CH.89: If you were to categorize or describe the style of your artwork, what would it be and why?

LL: Minimal and essential. We live in a noisy, conformed and chaotic world and the aim of the artist is also to interpret and simplify reality to make it more understandable.

CH.89: Where do you draw your inspiration from?

LL: From the world around me.

CH.89: Can you talk a little bit about what your creative thought process is like when starting a new project/ piece of artwork?

LL: Usually the work starts from an idea, which I sketch in a notebook, and continues with the search for the possible place to be photographed through the use of the internet and the study of cartography. When I find the place I do a more accurate search on Google Earth Pro and control what the possible points of recovery and their accessibility are. The second phase is to organize the trip, the request for any permits and the choice of a period with favorable weather to be able to take photographs in the absence of clouds. Photo shooting if everything goes well lasts one or two hours, finally the studio work remains from the development of the file to the press.

CH.89: Is there anything in particular that you would want people to take from your artwork?

LL: A new vision of the world in which they live in.

CH.89: Can you talk a little bit about your lifestyle as an artist and what that is like?

LL: Simple, I like it when work and life become the same thing.

CH.89: When starting out an artistic task, do you think it is better to have a particular direction/set plan guiding your way? Or, is it better to act on impulse and go from there?

LL: When you start a project or a new series it is important to have a precise idea that guides you; however, it can change as you proceed with the inputs you find along the way

CH.89: What is one major lesson you’ve learned as an artist thus far?

LL: The commitment and seriousness in the work always pays off.

CH.89: Do you regard personal style & taste to be of highest importance?

LL: It helps. In hundreds of images we see every day having a style that is recognizable is fundamental.

CH.89: What do you consider to be the hardest thing about being an artist?

LL: The art world.

CH.89: What is one thing you love about being an artist?

LL: When I can make people happy with my work

CH.89: Is there anyone in particular, any artist’s that inspire you in any way?

LL: Bernard and Hilla Becher and the Düsseldorf School, Hiroshi Sugimoto, Mark Rotcko…

CH.89: What do you think of technology in terms of being a useful tool for artists today?

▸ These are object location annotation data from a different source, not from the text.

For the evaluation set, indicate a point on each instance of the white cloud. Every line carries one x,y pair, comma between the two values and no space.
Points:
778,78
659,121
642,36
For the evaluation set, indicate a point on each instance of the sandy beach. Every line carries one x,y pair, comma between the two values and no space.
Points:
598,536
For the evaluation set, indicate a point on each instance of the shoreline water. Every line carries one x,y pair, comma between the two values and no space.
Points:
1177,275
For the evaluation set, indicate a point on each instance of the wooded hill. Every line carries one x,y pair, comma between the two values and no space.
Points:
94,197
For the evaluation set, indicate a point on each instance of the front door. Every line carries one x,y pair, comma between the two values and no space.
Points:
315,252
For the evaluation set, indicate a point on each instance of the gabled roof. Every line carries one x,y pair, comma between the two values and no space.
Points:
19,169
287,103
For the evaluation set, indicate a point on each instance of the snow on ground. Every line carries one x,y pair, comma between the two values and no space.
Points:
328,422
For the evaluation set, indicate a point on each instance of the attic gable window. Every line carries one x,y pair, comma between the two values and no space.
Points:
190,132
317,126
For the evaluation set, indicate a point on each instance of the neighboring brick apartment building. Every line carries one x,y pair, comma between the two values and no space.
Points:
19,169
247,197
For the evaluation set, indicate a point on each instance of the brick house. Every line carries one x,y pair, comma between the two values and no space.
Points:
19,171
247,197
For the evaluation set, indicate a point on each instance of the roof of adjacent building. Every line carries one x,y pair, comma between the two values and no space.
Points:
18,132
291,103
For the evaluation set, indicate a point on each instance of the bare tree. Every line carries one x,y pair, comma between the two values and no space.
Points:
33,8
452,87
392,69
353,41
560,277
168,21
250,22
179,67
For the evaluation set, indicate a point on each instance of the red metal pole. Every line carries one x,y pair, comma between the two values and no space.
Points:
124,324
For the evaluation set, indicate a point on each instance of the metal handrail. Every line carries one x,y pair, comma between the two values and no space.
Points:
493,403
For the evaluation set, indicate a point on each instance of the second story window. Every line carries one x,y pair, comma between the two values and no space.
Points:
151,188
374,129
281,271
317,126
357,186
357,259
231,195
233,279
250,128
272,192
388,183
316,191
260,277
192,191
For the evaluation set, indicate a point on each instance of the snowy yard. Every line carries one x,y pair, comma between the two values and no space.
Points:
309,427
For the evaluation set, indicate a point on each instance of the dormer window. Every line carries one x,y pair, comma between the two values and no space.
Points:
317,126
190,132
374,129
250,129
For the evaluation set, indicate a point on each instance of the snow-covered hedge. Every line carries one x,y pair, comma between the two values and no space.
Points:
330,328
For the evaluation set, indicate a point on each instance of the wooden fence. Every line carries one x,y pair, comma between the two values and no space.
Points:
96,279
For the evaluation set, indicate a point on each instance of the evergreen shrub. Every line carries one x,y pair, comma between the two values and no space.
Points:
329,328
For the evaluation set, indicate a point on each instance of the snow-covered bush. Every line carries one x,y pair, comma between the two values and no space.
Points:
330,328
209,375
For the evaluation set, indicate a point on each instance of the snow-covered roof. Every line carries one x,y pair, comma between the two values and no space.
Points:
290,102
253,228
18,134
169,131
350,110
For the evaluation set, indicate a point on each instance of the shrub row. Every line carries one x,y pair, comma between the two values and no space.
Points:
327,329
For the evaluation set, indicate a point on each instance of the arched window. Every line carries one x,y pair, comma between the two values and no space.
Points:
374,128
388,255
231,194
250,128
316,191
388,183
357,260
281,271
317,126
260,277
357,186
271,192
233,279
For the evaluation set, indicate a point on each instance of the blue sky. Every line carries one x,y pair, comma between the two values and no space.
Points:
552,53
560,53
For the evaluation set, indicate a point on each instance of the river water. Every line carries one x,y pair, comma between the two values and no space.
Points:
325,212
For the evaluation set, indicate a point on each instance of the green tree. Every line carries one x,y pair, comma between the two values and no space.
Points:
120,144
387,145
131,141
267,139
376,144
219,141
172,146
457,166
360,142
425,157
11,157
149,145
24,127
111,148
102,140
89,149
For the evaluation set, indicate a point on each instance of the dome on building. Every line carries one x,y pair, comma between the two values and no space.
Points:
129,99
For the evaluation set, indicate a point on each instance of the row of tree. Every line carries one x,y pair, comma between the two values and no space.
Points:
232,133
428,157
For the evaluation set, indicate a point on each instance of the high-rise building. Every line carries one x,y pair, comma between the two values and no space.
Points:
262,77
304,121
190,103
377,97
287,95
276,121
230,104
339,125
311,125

LL: It is an important aspect for the realization of a project and complementary to the idea itself. I believe that in photography first with analogue and even more with digital it is necessary to know the technical and technological aspect of the medium in order to understand the potential and the limits that allow to realize what one has in mind. In the period in which we live in the relationship between art and technology is fascinating, I am passionate and I am interested in knowing and then deciding how to use it.

CH.89: Do you think being an artist allows you to view the world differently from those who don’t follow creative paths?

LL: Yes, of course, and I like to share it with my art.

CH.89: Do you enjoy traveling? If so, do you have a favorite city?

LL: I like traveling a lot because it opens my mind and gives me new ideas for new works. I particularly love seaside cities.

CH.89: Do you have a favorite author or book?

LL: All those authors who use writing as an evocative language of images, such as Italo Calvino in American Lessons or Georges Perec in Spaces Species.

CH.89: Any future goals or plans for your artwork?

LL: A new project that explores the changing landscape with the passage of time.

CH.89: What does being an artist mean to you?

LL: Having the opportunity to see beyond the hedge.

CH.89: What’s the last song you listened to?

LL: Now, while I’m answering your questions I’m listening to Aurora by Alva Noto and Ryuichi Sakamoto

CH.89: Any last words on the aesthetic of your artwork?

LL: I like to think of the affinity that a curator has found between my work and the theater, seeing the sea and the beach as if they were a big stage where a scene is represented and the sky works as a backdrop.